Configuring Data Fabric to Track User Behavior

Describes how to configure Data Fabric to be able to track user behavior.

Introduction

When auditing is enabled in Data Fabric, files, streams, S3 objects, and tables can be audited for cluster administration and/or data access operations. See Enabling and Disabling Auditing of Cluster Administration to enable auditing for cluster administration.

See Streaming Audit Logs for information on audit log streaming. See Enabling and Disabling Audit Streaming Using the CLI to enable audit streaming.

Data Fabric generates audit logs for the services that are related to various Data Fabric components. The services include CLDB, S3, MFS, auth. Auth logs are authentication audit logs.

Auditing is useful to record user behavior and assists in tracking anomalies or potential data security threats with respect to Data Fabric. See Auditing in Data Fabric for information on auditing.

See Log files on information about the various log files generated by Data Fabric.

See Viewing Audit Logs for information on how to view audit logs in Data Fabric.

Data Fabric audit logs provide insights into the activity that has taken place in relation to a cluster.

The audit logs are stored on nodes on which the respective service runs. This makes it cumbersome to establish a correlation between the various logs.

Data Fabric stores audit logs in files and the audit logs can be directed to streams. However, it is not possible to run queries on streams on Data Fabric. Hence, the stream data is directed to and is stored on Apache Iceberg tables. There are various tools like Apache Spark and Apache Zeppelin. Apache Spark can be used to run queries on the audit log data stored on Iceberg, whereas Apache Zeppelin can be used to provide graphical insights. Apache Zeppelin can make use of customizable queries to generate dashboards.

You can write applications that consume the audit log data stored on Iceberg to detect anomalies in user behavior.
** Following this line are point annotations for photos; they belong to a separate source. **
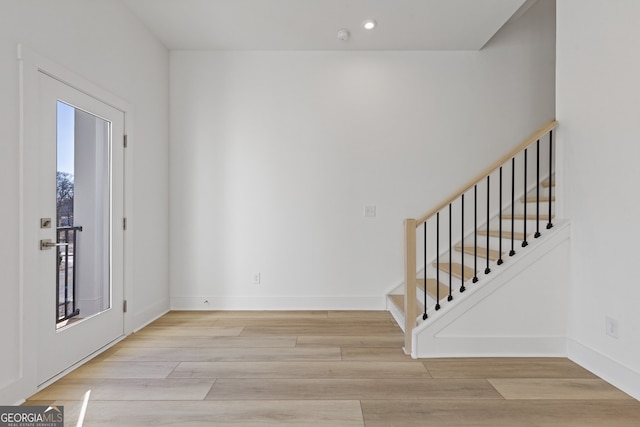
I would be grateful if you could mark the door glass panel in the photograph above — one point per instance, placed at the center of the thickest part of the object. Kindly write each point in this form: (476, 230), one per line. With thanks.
(83, 212)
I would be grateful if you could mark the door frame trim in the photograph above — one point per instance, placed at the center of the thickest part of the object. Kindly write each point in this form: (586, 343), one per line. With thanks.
(30, 64)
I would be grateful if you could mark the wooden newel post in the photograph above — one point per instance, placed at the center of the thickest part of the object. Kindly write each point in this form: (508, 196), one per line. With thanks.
(410, 306)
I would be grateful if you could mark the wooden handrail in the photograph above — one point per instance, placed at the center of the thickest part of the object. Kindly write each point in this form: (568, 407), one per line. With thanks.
(543, 130)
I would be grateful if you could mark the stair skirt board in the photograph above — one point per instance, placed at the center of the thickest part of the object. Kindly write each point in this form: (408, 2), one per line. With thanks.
(524, 316)
(395, 298)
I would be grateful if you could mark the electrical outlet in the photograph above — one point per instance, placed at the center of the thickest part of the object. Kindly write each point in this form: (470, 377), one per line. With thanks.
(612, 327)
(255, 278)
(370, 211)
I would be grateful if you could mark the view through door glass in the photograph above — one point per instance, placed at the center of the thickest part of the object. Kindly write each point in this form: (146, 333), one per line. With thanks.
(82, 215)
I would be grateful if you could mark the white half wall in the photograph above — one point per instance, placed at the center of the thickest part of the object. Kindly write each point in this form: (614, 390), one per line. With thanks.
(519, 310)
(102, 42)
(598, 104)
(274, 156)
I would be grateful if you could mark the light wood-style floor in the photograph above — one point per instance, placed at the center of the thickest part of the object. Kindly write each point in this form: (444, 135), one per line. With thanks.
(321, 368)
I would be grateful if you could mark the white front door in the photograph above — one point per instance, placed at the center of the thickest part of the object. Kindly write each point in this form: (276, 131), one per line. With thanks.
(80, 193)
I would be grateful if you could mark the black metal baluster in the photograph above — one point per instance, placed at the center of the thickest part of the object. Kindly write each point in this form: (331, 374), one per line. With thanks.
(462, 288)
(424, 315)
(66, 273)
(549, 224)
(500, 260)
(524, 242)
(58, 260)
(74, 304)
(450, 297)
(437, 261)
(475, 233)
(512, 252)
(537, 190)
(488, 270)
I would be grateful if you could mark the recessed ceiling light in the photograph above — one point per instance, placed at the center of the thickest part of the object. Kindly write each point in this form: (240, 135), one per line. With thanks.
(369, 24)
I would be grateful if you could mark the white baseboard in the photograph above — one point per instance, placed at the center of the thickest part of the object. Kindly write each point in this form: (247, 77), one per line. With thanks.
(606, 368)
(278, 303)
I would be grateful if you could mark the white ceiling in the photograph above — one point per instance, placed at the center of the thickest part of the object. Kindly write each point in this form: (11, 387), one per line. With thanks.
(313, 24)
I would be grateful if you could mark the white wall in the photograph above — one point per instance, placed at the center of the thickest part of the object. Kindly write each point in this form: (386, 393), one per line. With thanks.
(274, 155)
(101, 41)
(598, 104)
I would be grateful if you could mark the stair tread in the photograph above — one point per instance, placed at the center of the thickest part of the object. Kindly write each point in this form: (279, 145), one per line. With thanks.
(531, 216)
(432, 287)
(398, 301)
(543, 199)
(456, 270)
(482, 252)
(505, 234)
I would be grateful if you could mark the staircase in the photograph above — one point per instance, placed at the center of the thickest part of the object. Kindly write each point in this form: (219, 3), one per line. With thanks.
(468, 238)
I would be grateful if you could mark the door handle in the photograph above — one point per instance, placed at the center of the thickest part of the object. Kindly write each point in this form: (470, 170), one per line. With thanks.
(48, 244)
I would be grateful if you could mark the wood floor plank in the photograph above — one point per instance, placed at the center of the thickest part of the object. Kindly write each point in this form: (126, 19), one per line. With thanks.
(190, 331)
(127, 389)
(327, 368)
(298, 370)
(501, 413)
(211, 342)
(395, 340)
(369, 354)
(503, 367)
(124, 370)
(249, 354)
(556, 388)
(348, 389)
(333, 329)
(290, 413)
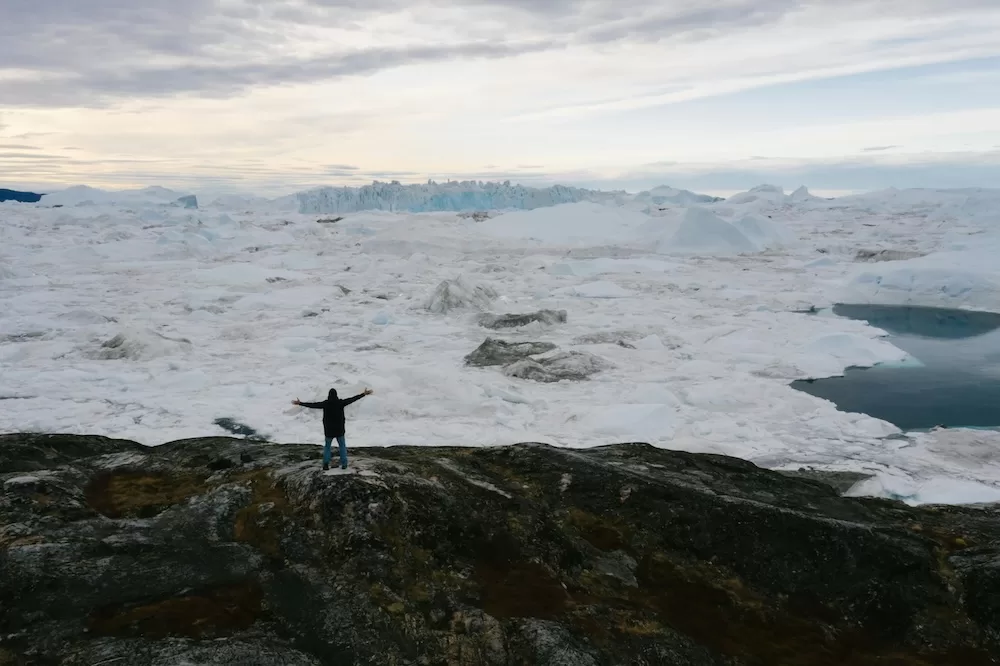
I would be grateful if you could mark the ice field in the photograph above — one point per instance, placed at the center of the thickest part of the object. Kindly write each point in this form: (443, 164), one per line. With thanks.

The insight service can be installed from mapr-insight package available on the HPE website that hosts the MEP packages.

The insight service uses Hive Metastore to store and manage the Iceberg catalog. Hive Metastore must be accessible to insights service for storing audit logs in Iceberg table. You must have the mapr-hivemetastore package installed and configured on your cluster to be able to use the insight service.

Hive Metastore requires a relational database management system like MySQL in production setups. See Using MySQL for the Hive Metastore to use MySQL with Hive Metastore.
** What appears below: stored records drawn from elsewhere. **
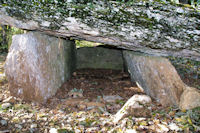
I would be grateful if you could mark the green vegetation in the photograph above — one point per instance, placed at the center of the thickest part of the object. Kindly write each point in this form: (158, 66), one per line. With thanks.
(6, 33)
(86, 44)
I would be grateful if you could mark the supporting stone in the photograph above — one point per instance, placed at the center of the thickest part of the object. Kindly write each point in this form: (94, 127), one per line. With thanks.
(99, 58)
(37, 65)
(156, 75)
(190, 98)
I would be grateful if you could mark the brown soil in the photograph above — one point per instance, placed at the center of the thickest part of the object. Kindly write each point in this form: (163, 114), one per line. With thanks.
(95, 84)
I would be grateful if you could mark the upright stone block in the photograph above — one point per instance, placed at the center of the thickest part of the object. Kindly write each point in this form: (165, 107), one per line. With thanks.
(157, 76)
(99, 58)
(37, 65)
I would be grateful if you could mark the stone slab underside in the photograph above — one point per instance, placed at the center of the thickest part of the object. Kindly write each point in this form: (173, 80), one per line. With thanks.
(157, 28)
(37, 65)
(156, 76)
(99, 58)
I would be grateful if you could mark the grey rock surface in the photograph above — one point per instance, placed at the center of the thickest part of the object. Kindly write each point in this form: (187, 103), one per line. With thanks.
(161, 28)
(37, 65)
(190, 98)
(156, 76)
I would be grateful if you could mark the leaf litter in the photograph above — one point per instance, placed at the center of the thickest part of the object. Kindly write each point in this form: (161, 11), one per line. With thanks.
(80, 106)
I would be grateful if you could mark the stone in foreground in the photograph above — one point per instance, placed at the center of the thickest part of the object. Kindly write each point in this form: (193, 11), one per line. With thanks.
(190, 98)
(37, 65)
(134, 106)
(99, 58)
(156, 76)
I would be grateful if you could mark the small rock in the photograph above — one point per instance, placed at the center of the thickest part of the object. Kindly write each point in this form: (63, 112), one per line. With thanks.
(82, 106)
(33, 125)
(112, 98)
(75, 94)
(162, 128)
(134, 106)
(190, 98)
(6, 105)
(3, 122)
(174, 127)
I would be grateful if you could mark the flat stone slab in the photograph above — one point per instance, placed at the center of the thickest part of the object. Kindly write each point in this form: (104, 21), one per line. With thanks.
(99, 58)
(156, 76)
(37, 65)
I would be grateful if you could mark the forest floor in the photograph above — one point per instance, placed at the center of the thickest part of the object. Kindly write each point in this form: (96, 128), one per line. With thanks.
(86, 104)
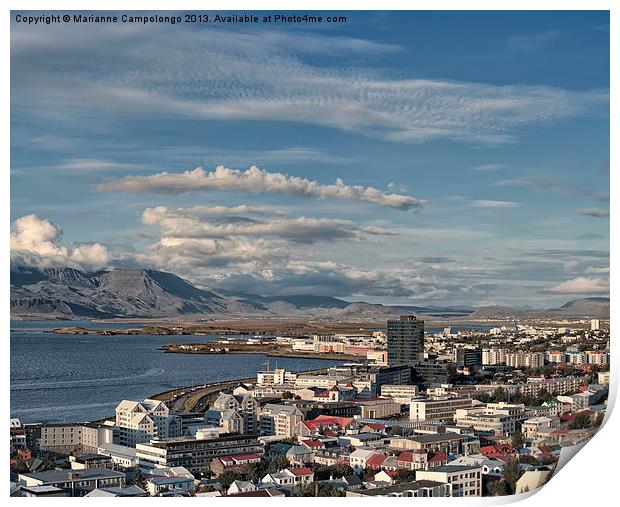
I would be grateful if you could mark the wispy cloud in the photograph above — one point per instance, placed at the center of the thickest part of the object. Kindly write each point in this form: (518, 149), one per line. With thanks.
(255, 181)
(488, 168)
(582, 285)
(486, 203)
(531, 42)
(238, 75)
(594, 212)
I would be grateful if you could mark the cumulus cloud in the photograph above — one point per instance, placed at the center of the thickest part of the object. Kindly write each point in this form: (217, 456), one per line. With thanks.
(255, 181)
(34, 241)
(582, 285)
(594, 212)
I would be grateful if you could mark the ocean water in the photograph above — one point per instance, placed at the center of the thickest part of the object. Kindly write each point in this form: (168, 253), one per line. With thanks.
(82, 378)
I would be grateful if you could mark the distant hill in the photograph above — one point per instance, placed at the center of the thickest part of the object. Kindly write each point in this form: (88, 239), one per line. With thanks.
(68, 293)
(595, 307)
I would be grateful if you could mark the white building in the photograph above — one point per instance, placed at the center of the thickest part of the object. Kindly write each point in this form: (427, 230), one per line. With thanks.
(140, 421)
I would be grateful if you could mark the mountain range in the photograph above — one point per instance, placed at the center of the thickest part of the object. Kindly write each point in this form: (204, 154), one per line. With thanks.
(68, 293)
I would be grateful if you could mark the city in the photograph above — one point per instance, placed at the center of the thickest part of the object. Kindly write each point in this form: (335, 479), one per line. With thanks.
(469, 413)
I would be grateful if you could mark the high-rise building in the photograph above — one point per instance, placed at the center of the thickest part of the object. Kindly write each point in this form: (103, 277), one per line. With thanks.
(405, 341)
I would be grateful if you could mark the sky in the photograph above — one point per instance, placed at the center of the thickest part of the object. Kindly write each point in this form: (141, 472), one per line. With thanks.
(426, 158)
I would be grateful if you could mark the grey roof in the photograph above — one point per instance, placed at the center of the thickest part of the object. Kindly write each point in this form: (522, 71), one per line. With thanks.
(435, 437)
(452, 468)
(52, 476)
(400, 488)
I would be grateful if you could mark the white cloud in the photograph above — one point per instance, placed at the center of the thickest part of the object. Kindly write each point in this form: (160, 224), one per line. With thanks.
(232, 75)
(582, 285)
(188, 224)
(531, 42)
(486, 203)
(594, 212)
(255, 181)
(34, 241)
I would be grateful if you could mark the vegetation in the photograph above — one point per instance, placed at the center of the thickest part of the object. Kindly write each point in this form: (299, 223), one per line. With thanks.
(580, 421)
(512, 472)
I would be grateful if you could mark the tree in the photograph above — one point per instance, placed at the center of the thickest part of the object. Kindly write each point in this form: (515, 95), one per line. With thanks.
(599, 419)
(500, 394)
(405, 475)
(497, 488)
(580, 421)
(228, 477)
(336, 471)
(517, 439)
(254, 471)
(138, 478)
(512, 472)
(279, 463)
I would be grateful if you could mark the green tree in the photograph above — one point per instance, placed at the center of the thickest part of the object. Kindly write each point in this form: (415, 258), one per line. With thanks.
(580, 421)
(500, 394)
(138, 478)
(279, 463)
(404, 475)
(517, 439)
(497, 488)
(512, 472)
(598, 421)
(228, 477)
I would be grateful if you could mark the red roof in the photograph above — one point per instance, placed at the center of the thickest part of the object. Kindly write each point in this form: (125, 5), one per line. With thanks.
(300, 471)
(376, 426)
(437, 456)
(313, 444)
(375, 460)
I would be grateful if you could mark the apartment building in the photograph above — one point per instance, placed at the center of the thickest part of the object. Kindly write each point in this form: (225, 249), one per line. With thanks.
(465, 480)
(141, 421)
(280, 420)
(437, 409)
(399, 393)
(75, 483)
(500, 418)
(195, 453)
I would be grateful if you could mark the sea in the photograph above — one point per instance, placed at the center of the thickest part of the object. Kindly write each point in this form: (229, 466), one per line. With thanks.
(59, 378)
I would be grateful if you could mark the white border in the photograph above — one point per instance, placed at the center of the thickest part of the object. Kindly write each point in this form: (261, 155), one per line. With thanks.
(589, 478)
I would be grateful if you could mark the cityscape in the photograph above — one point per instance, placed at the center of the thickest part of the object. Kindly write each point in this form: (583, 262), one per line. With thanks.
(307, 254)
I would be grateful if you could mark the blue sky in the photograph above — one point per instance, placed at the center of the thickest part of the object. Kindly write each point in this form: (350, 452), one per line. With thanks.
(471, 151)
To set up MySQL to work with the Hive Metastore and Data Fabric, see Configuring a Remote MySQL Database for Hive Metastore.
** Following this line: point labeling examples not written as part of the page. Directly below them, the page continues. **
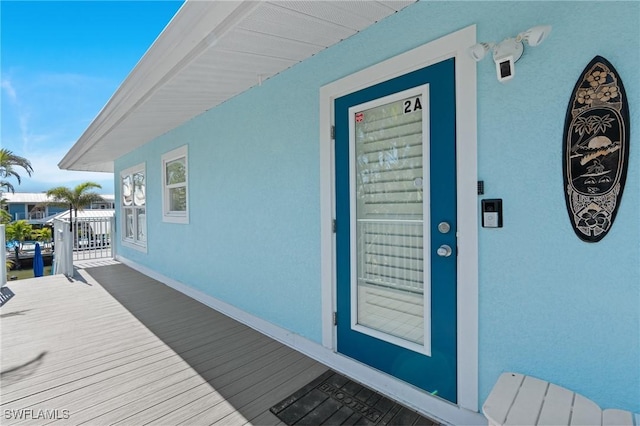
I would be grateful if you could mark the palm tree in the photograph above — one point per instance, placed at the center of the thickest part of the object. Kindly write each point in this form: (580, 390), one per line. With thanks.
(5, 217)
(78, 198)
(8, 164)
(20, 231)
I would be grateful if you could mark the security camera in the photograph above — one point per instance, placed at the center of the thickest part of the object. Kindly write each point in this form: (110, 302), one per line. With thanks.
(508, 51)
(505, 56)
(505, 68)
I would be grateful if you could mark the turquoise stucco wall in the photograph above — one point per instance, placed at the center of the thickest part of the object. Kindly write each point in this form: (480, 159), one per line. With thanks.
(550, 305)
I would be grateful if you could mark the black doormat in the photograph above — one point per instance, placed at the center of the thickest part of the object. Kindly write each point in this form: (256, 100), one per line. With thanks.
(332, 399)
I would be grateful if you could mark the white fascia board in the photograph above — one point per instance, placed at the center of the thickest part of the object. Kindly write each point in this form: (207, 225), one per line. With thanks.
(195, 27)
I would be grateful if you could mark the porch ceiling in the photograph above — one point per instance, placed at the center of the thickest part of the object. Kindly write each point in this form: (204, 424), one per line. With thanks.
(209, 53)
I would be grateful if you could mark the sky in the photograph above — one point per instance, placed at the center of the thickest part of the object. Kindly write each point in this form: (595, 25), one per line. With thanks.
(60, 63)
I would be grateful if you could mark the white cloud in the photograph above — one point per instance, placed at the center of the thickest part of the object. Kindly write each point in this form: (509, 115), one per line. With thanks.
(47, 175)
(8, 88)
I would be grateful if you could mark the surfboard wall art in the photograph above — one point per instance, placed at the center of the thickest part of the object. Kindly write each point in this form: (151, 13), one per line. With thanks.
(596, 150)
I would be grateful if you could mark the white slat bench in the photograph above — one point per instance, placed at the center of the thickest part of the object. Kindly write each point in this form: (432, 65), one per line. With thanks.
(521, 400)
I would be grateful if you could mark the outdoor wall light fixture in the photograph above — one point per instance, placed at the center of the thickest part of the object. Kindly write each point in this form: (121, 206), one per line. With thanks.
(509, 50)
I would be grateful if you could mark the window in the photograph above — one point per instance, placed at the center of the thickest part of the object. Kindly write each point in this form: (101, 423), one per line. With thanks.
(175, 200)
(134, 205)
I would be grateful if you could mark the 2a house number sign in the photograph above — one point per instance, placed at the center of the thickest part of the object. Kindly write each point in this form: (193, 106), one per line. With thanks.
(596, 150)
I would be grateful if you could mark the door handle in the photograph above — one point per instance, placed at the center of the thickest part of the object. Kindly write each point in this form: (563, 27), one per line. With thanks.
(444, 251)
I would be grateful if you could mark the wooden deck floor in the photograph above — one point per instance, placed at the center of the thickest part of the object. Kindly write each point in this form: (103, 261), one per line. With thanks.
(116, 347)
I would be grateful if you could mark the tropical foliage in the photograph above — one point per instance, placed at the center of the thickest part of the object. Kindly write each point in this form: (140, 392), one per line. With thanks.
(5, 217)
(9, 162)
(20, 231)
(78, 197)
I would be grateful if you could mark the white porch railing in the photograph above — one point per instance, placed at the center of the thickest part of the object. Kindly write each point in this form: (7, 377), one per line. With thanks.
(86, 239)
(3, 257)
(63, 248)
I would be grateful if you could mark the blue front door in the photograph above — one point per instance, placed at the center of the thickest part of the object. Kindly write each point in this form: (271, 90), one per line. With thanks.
(396, 227)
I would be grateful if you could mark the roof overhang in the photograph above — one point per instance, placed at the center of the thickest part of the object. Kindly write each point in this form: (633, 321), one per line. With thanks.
(210, 52)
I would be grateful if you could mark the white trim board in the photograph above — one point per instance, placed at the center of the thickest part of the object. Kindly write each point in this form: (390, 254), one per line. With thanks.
(408, 395)
(453, 45)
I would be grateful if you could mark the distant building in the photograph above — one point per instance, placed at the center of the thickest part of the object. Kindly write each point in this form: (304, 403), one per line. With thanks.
(36, 207)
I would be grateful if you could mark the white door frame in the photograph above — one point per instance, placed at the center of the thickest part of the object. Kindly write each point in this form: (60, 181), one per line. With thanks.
(452, 45)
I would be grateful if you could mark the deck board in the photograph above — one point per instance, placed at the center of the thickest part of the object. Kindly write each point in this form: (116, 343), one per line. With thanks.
(114, 346)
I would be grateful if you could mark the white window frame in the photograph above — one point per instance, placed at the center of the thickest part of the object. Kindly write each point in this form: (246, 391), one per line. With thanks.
(134, 242)
(167, 214)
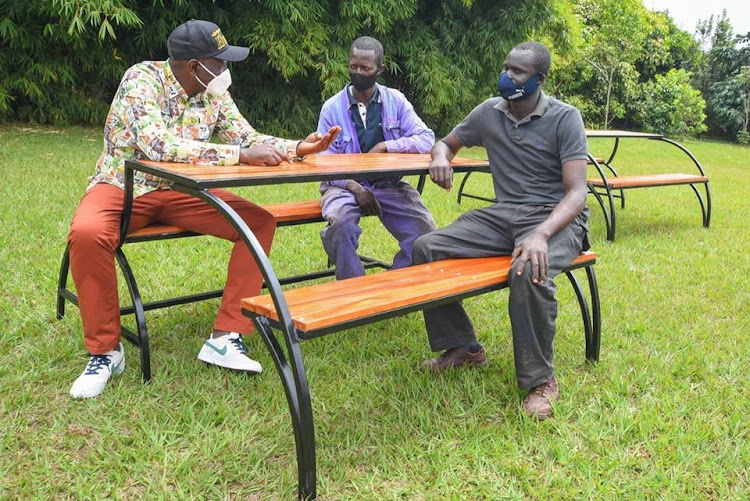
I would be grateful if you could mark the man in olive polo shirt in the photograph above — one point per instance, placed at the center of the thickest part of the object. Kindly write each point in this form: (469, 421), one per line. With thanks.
(537, 151)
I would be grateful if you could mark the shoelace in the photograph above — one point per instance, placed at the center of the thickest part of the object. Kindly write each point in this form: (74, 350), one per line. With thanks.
(237, 342)
(97, 363)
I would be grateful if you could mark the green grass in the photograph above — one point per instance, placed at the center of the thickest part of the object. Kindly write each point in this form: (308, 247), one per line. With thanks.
(664, 415)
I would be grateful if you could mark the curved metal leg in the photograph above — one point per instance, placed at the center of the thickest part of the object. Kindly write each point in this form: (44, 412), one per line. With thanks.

Data Fabricsupports other production grade databases like PostgreSQL. See Configuring Data Fabric for Hive Metastore for details.

Types of Audit Logs Copied for Analysis

The following audit logs are expanded using a variant of expand-audit utility to include user-friendlier versions of uids, volids, etc. (usernames, volume names, etc.) before committing the logs to Iceberg table.

  • CLDB logs
  • MFS logs
  • authentication logs
  • S3 logs

There are four distinct Iceberg tables designated for each type of audit log stream.

Configure Data Fabric to Track User Behavior

The insight service can be enabled to gather insights at the cluster level, type level, and the node level. The insights service runs on a single node only.

If you do not want data from nodes to be copied to Iceberg, you can disable audit log/insights from node. By default, insights are disabled. When insight feature is enabled, audit logs for all types and all nodes are committed to iceberg tables periodically. Insight commands are available to enable/disable insights based on the type of logs, or on a node-by-node basis.

IMPORTANT
Install and set up your cluster before installing the packages for the insights service and enabling the insights service. The logs are generated and these logs can be converted to streams so that the stream data can be copied to Apache Iceberg tables.

You can use tools like Spark and Zeppelin to run queries on the Iceberg tables to generate various reports and charts required by you to detect any anomalies in user behavior related to the data access operations and cluster administration.

You can customize the insights with the insight CLI command.